We can see that the violence rates in the top ten mostly have very wide credible intervals because they were mostly estimated in smaller towns. The posterior estimate for Oslo is inside all the intervals. We can also see that the estimates for the larger towns, Tønsberg, Ullensaker, and Oslo, didn’t move much or at all, while the one for tiny Hasvik of about one thousand people had a large adjustment. It’s hard for me to argue that Hasvik deserves to be called most violent in Norway based on this; it really could have ended up anywhere in the top ten or even outside of the top ten from natural variability. Really I wouldn’t stick my hand in the fire for this exact top ten at all, apart from maybe Tønsberg and Ullensaker, which are larger towns where the violence rate can be estimated more exactly. What’s their deal anyway.

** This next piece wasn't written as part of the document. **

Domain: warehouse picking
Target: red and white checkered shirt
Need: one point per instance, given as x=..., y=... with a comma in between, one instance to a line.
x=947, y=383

Meanwhile Oslo is pretty violent, and we can say so with reasonable accuracy. In the adjusted rankings it’s placed 7th out of 348, so it’s not as though it’s a very ambitious goal to be less violent than Oslo.

```
violence14 %>% arrange(desc(posterior_cpp)) %>%
select(sted) %>% `==`("Oslo kommune") %>% which
```

`## [1] 7`

`nrow(violence14)`

`## [1] 365`

Below I show a random subset of 100 from the posterior ranking, I’ve left out the names to avoid overplotting. I also only show the posterior estimates. At the very top, in red, I’ve shown the point estimate and .99 credible interval from the prior distribution. This is what our best guess would be if we knew nothing at all about a town.

```
set.seed(67890)
violent_subset <- violence14 %>% sample_n(100) %>% arrange(posterior_cpp)
n_c <- nrow(violent_subset)
padding=3
plot(c(range(select(violent_subset, cpp, posterior_cpp, lc, uc))), c(0, n_c+padding), type="n",
yaxt="n", bty="n", ylab="", xlab="", main="violence across the board")
lines(qbeta(c(0.005, 0.995), alpha_p, beta_p), c(n_c+padding,n_c+padding), col=colors[5])
points(alpha_p/(alpha_p+beta_p), n_c+padding, pch=20, col=colors[5])
plyr::a_ply(1:n_c, 1, function(i) {
obs <- violent_subset[i, ]
lines(c(obs$uc, obs$lc), c(i,i), col=colors[4])
})
points(violent_subset$posterior_cpp, 1:n_c, pch=20, col=colors[2])
```

All in all I’d hold off on moving away from Vadsø or Hasvik based on the number of violent crime reports in 2014. Unless you choose to believe in the law of small numbers.